In the United States, suicide is the second leading cause of death for American Indian and Alaska Native men ages 15 to 34, and is two and a half times higher than the national average for that age group. 75 percent of Native American men and one third of Native American women can be classified as alcoholics or alcohol abusers. These numbers are amazing, and do not even accurately reflect the far-reaching effects of alcohol abuse, such as physical problems, mental illness, community violence, unemployment, and domestic abuse. Indians die from alcohol-related causes at a rate four times higher than the rest of United States citizens. In fact, four of the top ten causes of death among Indians are alcohol related.
Australian Aboriginal people commit suicide at a far younger age than non-Aboriginal Australians, with reports of prepubescent children, some as young as eight committing suicide. Australian Aboriginal and Torres Strait Islander men ages 25 to 29 have a suicide rate four times higher than the general population in that same age group in Australia.
Among the indigenous peoples in Brazil, the suicide rate was six times higher than the national average in 2013. In the Guaraní tribe, Brazil’s largest, the rate is estimated at more than twice as high as the indigenous rate over all, the study said. In fact it may be even higher. The Guaraní have long made their home in the fertile land of Brazil’s southwest, where swaths of vast forests and savannas have been transformed into farms and ranches. In the process, the tribe has been dispossessed and uprooted from its traditional way of life. Many in the tribe face extreme discrimination and live in abject poverty close to the farmers and ranchers who occupy land that was once theirs. ‘Living in this non-place, they commit suicide,’ said Professor Alcantara, an anthropologist at the University of São Paulo who has studied adolescent suicides among the Guaraní. Nearly 100 years ago, the Guaraní, who today live primarily in Brazil and Paraguay, were forced off their ancestral land when the Brazilian government granted farmers and ranchers the legal title to that land. Tribe members were placed in crowded reservations, and often separated from family members. Distress, poverty and violence against tribal leaders have led to despair among Guaraní teenagers, who feel they don’t have a future. Professor Alcantara said that over the past 10 years tribe members have come to live between two cultures — the culture of nearby cities, where they are discriminated against, and the culture of their own tribe. Young tribe members, in particular, feel that they don’t belong either to the city or to the tribe, she said.
Professor Colin Tatz of the Australian National University suggests that when you are engaged in a struggle, a struggle to survive, suicide rates are very low
Dr Norm Sheehan, from Swinburne University of Technology sees suicide as the direct result of colonialism:
‘Colonialism deprives the colonised of positive self-images and for me, that’s a crucial part of the Aboriginal experience. …cultural disconnection was a major cause of suicide especially amongst Aboriginal youth,’ Sheehan explained ‘… Aboriginal people were deprived of a true understanding of self because their biological make-up was seen as an impediment, something that had to be erased. That’s a crime against humanity. But Aboriginal people have had to live with that legacy and develop a concept of self in a zone like that, so understanding what culture is in that context is almost impossible.’

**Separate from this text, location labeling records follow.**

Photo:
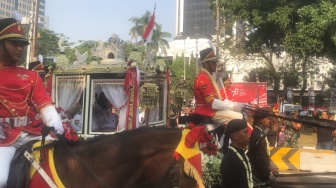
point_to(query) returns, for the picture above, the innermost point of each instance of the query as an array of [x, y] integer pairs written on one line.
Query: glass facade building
[[194, 18]]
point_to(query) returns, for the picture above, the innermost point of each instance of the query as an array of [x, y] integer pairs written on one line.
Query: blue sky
[[99, 19]]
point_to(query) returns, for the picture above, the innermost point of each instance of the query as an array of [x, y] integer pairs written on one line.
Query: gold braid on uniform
[[214, 84]]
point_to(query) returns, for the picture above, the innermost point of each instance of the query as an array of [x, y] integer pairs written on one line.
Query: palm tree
[[139, 25], [158, 41]]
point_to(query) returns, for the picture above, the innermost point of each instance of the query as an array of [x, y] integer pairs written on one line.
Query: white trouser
[[7, 153], [224, 116]]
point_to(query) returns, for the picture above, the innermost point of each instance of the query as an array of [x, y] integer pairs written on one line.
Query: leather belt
[[14, 121]]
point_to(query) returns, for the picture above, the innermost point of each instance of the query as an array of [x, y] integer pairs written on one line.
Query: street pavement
[[305, 180]]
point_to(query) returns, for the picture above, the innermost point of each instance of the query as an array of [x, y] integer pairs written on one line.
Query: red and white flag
[[148, 34]]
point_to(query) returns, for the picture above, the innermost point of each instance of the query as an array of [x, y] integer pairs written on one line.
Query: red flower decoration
[[75, 138], [67, 136]]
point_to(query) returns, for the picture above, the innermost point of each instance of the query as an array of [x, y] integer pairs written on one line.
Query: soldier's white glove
[[51, 118], [223, 105], [238, 107], [226, 105]]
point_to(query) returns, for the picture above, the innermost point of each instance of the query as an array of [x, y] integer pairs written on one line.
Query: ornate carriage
[[88, 91]]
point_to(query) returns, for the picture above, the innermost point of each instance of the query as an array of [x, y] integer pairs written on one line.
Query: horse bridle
[[171, 176]]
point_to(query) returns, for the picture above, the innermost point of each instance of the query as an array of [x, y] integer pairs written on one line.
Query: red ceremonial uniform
[[226, 94], [205, 90], [21, 92]]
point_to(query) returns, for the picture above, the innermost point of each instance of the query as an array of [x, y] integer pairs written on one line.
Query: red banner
[[254, 93]]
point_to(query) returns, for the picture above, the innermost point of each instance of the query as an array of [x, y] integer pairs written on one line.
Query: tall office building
[[194, 17], [24, 7]]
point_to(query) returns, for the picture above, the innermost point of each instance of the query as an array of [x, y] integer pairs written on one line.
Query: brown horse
[[137, 158]]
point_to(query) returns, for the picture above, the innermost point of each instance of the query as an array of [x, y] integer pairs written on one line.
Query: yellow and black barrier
[[285, 158], [297, 159]]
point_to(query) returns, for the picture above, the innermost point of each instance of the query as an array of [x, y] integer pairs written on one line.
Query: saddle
[[19, 167], [195, 119]]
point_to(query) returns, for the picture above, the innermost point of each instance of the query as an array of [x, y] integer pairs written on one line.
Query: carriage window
[[108, 106], [69, 99]]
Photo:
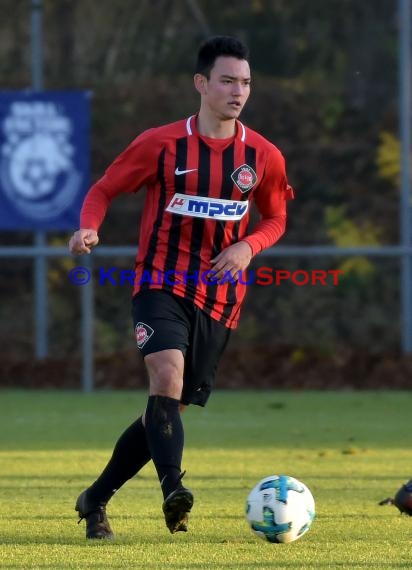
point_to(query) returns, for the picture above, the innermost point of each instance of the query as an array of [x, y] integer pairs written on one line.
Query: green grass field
[[351, 449]]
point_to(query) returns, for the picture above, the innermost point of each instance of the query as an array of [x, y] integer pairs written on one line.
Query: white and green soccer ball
[[280, 509]]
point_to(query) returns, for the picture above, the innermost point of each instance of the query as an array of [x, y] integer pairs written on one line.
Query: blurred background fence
[[331, 89]]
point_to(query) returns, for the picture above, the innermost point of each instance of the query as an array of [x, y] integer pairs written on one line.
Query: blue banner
[[44, 159]]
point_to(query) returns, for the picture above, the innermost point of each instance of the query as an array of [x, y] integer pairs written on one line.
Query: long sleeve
[[134, 168], [271, 198]]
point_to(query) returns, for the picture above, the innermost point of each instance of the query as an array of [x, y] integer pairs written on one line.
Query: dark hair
[[218, 46]]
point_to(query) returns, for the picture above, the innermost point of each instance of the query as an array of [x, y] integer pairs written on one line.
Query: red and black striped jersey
[[199, 193]]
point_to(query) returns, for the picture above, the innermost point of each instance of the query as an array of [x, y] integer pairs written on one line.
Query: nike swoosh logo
[[179, 172]]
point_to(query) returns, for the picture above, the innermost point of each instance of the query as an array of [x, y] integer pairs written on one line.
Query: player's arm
[[271, 200], [132, 169]]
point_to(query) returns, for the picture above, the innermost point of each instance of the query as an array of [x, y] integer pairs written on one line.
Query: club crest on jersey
[[244, 177], [204, 207], [143, 332]]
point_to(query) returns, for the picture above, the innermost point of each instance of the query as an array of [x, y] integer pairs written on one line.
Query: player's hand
[[233, 259], [83, 241]]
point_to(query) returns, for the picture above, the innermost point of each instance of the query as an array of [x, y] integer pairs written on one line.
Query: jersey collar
[[191, 128]]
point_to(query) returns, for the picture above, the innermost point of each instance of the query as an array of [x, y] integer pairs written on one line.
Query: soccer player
[[202, 174]]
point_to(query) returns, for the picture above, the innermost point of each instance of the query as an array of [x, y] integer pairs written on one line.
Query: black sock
[[165, 437], [130, 454]]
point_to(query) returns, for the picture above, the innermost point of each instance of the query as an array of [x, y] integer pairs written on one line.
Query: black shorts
[[163, 321]]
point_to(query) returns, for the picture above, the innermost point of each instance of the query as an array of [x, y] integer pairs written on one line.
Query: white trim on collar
[[242, 138]]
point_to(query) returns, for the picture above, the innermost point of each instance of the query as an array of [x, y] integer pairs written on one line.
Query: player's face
[[227, 89]]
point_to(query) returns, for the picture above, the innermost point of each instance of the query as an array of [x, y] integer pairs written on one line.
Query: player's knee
[[166, 376]]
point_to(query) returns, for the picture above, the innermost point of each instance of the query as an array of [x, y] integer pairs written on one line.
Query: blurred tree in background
[[324, 91]]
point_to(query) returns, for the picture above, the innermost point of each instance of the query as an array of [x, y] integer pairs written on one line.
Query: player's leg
[[165, 434], [207, 343], [130, 454], [163, 328]]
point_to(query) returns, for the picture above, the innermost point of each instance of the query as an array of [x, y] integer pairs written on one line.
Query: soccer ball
[[280, 509]]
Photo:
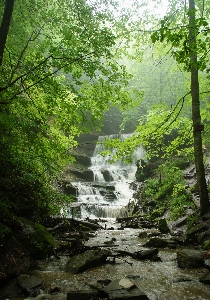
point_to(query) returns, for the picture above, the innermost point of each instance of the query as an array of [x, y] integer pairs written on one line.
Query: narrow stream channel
[[159, 280], [105, 198]]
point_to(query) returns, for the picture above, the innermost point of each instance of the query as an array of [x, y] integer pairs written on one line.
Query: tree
[[58, 75], [186, 39], [5, 24], [196, 117]]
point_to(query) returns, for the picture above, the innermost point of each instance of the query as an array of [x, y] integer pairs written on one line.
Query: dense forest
[[67, 66]]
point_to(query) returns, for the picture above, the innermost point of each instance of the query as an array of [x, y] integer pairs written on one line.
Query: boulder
[[188, 258], [30, 284], [35, 238], [86, 175], [163, 226], [124, 289], [82, 295], [194, 232], [145, 254], [14, 259], [88, 259], [161, 243], [205, 278]]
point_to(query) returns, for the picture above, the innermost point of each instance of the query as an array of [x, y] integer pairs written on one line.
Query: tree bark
[[196, 117], [5, 24]]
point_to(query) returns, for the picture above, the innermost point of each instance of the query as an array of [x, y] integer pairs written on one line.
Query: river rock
[[82, 295], [161, 243], [194, 232], [163, 226], [122, 289], [205, 278], [145, 254], [30, 284], [88, 259], [188, 258]]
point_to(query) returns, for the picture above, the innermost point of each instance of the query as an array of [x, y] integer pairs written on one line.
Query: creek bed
[[159, 280]]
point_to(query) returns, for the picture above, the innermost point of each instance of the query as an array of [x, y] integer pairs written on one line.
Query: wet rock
[[205, 278], [145, 254], [68, 188], [107, 175], [182, 279], [10, 290], [124, 289], [14, 259], [83, 160], [88, 259], [82, 295], [143, 234], [30, 284], [86, 175], [161, 243], [38, 242], [163, 226], [193, 233], [188, 258]]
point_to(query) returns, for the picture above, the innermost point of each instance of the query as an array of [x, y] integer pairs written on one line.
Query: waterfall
[[110, 192]]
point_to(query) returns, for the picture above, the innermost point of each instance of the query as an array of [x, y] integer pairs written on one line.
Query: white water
[[110, 192]]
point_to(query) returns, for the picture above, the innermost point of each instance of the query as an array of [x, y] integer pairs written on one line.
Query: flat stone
[[88, 259], [116, 291], [189, 258], [29, 283], [127, 284], [82, 295], [205, 278]]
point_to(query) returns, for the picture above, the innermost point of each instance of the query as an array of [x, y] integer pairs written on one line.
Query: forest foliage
[[66, 62]]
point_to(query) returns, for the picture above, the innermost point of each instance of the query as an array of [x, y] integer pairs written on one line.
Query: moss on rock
[[206, 245], [36, 239]]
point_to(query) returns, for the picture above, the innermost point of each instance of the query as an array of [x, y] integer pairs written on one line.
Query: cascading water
[[110, 192]]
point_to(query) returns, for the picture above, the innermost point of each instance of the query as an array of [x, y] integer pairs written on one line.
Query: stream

Psychiatrist Professor Martin Graham from the University of Queensland, believes ‘There is a deep sadness among Aboriginal peoples and that translates to a sense of anomie perhaps. A kind of deep sense of sadness and boredom and dispiritedness relating to loss of land, loss of culture, loss of languages in some cases and a sense that none of it can be changed.’
Historians and politicians should stop boasting about progress and civilisation of capitalism until they understand the brutality and falsehood it brought yet while we call for a new understanding, it’s more important to advocate social change to make real change.